Hubbard praised Porta’s tactic in introducing the students to the lab environment and spending time dissecting the cadavers.

“He actually tells you the [first] name of the person so you’re forced to think of them as a person. You know this is the body they lived in,” Hubbard said.

She said the process of dissection is very intimate and the cadavers deserve a high level of respect. Hubbard also said the best part of the class was being able to feel the difference between someone who was sick versus someone who was healthy.

“Probably the worst part was cleaning everything. We spent a lot of time finding and cleaning what we wanted to see,” Hubbard said.
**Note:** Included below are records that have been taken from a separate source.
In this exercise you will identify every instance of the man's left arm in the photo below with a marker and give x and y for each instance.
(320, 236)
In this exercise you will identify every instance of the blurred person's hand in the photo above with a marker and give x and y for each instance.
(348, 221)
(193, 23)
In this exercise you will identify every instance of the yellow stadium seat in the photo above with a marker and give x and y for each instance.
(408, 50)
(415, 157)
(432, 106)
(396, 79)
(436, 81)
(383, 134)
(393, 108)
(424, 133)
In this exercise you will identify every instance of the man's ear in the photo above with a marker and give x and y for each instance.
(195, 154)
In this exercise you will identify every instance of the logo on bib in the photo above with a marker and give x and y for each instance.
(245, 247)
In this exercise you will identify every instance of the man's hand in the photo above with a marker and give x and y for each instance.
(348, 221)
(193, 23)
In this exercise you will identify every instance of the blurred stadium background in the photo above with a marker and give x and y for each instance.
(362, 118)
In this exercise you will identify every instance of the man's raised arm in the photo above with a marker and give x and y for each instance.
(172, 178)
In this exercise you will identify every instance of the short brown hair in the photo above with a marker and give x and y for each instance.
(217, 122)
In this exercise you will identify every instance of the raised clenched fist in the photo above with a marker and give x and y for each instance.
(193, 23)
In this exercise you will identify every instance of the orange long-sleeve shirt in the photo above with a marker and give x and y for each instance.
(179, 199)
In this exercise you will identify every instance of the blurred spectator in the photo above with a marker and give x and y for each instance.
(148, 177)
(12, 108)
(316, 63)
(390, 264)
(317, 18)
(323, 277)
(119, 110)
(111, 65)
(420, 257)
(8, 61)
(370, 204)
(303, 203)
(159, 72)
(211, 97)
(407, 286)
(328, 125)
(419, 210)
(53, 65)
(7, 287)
She said she had dreams about removing connective tissue because she had spent so much time on that in the lab.

Senior biology and chemistry double major Benjamin Charpentier also said he would retake the class if he had time.

“Through the class I learned a ton about the human body, but more importantly, it helped to realize my dream of going to medical school,” Charpentier said. “The class is challenging, but it isn’t a bore to study for because the material is interesting and real. Even if you’re not planning on going to medical or dental school the class provides useful and applicable information.”

Porta stresses the support he has received from the Bellarmine administration throughout the design stage of the lab, the conversion from a garage into a lab and now in day-to-day use.

He said the 16 stainless steel tables in the lab cost about $9,000 each, and the room also includes a special ventilation system that whisks air away from the students faces and down into the floor through big tubes.

“That’s really what it comes down to: Bellarmine is letting me do this right,” Porta said.